Based on its second Biennial Update Report (BUR-2) on the Environment in 2018, the government would need at least $247.2 billion to be able to achieve its emissions reduction target.
Over the past five years, about 3.9 percent of the annual state budget, or Rp 89.6 trillion ($6.13 billion), has been allocated for climate change mitigation.
The GCF grant is another incentive from international donors Indonesia has received as part of its commitment to combating deforestation.
In late May, the government announced it was eligible to receive $56 million from Norway also under the REDD+ scheme but based on a bilateral agreement.
“We congratulate the environment and forestry minister and her team for successfully getting approval for the grant from the GCF, which is based on emission reductions and deforestation mitigation pursuant of REDD+,” said Finance Minister Sri Mulyani during the virtual event.
She said the funds would be channeled through the Environmental Estate Fund (BPDLH), a public service agency under the Finance Ministry tasked with managing funds for environmental protection and conservation.
The grant is to be used over the course of four years to support the implementation of REDD+ and improve provincial forest management, the minister added.
Sri Mulyani said the government was also currently pursuing other environmental grants, including the Forest Carbon Partnership and BioCarbon Fund schemes, which would net the government $110 million and $60 million, respectively.
She also said her ministry had introduced climate change mitigation measures such as tax incentives for the renewable energy industry, climate budget tagging and green bonds, among other things.

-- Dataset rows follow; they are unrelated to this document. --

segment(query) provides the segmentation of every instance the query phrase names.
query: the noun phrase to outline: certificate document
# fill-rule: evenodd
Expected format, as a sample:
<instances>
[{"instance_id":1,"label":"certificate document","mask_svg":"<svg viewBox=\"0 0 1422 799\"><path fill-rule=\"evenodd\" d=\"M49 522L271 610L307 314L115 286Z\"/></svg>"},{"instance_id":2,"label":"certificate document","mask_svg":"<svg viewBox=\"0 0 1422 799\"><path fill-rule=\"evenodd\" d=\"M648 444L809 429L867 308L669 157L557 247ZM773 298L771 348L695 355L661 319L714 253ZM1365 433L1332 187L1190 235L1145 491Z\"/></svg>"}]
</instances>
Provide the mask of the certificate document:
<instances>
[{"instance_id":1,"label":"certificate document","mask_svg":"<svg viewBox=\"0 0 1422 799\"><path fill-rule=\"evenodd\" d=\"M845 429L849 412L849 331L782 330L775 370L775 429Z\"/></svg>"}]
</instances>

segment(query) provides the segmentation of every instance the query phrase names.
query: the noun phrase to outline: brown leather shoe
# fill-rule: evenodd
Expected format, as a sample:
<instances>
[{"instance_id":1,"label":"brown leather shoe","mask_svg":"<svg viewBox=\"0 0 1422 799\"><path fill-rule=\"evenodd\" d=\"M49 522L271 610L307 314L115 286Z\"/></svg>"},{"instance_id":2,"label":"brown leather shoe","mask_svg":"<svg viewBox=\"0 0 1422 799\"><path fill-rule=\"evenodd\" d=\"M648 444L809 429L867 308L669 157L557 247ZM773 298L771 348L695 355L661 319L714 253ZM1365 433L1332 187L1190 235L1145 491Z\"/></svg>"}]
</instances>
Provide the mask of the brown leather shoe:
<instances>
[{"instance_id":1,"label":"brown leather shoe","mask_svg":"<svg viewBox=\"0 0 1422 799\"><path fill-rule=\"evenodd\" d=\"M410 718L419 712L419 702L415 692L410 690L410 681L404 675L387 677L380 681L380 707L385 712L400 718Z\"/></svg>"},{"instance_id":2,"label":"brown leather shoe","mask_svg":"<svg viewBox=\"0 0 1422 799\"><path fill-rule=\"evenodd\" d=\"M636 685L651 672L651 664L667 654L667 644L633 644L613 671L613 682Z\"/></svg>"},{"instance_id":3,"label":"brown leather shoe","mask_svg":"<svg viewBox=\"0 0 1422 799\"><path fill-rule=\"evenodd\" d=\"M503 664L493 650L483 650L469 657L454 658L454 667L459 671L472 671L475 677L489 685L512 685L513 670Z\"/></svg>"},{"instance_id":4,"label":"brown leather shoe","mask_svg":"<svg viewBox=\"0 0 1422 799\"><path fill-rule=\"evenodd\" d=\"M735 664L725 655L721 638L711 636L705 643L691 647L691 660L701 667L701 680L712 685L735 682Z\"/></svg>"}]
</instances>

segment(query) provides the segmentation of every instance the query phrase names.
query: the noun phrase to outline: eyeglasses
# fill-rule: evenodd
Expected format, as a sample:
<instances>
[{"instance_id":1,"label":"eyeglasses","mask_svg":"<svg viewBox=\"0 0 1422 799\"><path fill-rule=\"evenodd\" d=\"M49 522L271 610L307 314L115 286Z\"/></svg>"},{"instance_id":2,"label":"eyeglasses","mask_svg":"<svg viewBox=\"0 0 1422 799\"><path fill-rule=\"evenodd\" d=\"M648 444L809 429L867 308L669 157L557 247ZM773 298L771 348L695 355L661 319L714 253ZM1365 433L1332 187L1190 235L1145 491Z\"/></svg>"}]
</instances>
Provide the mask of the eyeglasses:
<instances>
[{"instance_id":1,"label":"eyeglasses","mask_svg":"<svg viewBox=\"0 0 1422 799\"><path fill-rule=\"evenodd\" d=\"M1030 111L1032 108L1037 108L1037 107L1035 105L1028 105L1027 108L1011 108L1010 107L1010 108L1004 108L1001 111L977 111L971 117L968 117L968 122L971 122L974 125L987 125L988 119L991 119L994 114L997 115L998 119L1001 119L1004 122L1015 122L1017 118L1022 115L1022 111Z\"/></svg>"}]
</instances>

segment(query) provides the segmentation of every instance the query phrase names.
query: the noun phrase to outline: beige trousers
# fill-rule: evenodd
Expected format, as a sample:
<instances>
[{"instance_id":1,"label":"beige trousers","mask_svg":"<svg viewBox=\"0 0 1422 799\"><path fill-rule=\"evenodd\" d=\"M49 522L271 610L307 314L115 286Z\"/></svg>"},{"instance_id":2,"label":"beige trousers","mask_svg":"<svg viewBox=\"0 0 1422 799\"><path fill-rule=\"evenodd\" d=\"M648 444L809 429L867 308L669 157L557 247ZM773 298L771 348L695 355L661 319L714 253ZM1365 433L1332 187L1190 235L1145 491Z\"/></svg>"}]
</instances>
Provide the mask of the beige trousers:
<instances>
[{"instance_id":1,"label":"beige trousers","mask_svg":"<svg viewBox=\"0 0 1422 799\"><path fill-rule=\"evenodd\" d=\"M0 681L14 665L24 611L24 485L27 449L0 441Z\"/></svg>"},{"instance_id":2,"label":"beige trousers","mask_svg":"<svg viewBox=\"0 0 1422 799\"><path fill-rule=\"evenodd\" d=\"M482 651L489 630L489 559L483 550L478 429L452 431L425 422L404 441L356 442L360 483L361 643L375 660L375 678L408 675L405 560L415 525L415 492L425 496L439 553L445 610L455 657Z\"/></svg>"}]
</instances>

The GCF grant was approved even as the country continues to face the annual threat of wildfires, which has peaked in recent years.
According to Environment and Forestry Ministry data, 1.65 million hectares of forests were lost to fires last year, second only to the 2.61 million ha that burned during the massive 2015 fires.
The 2015 fires were considered the worst in two decades, costing the country more than $16 billion. The highest annual rate came between 1996 and 2000 when 3.5 million ha of forest burned.
To date, 38,772 ha of forest has burned in 2020.
However, the awarding of the grants has not been without criticism.
A group of civil society organizations issued an open letter regarding the disbursement of the GCF REDD+ funds to Indonesia and Colombia, arguing that the countries’ emission reduction claims were not accurate, in part due to the period-based selective data parsing.
“The majority of REDD+ emission reductions claimed must thus be regarded as paper reductions that bear little resemblance to the actual emissions that were avoided,” environmentalists said on Aug. 17.
The letter’s signatories, comprising 85 civil society groups including 15 from Indonesia, called on the GCF Board to refrain from approving future REDD+ funding requests.
The government initially applied for the GCF grants based on its achievements between 2013 and 2017, but only results collected between 2014 and 2016 were approved by the GCF board.
According to official data, Indonesia lost 493,300 ha of forests in 2017 and 2018, although 53,900 ha of forest cover was replanted, trimming the net loss to 439,400 ha.
From 2018 to 2019, Indonesia lost 465,500 ha of forests and replanted just 3,100 ha, bringing the net forest cover loss to 462,400 ha.
Minister Siti acknowledged that the open letter had been discussed during the recent GCF board meeting.
“What we must understand is that this [long] process followed the proper methodology, systems and data in a transparent manner, and was verified by an entity accredited by the UNFCCC, which is [part of] the UNDP [UN Development Program],” she said.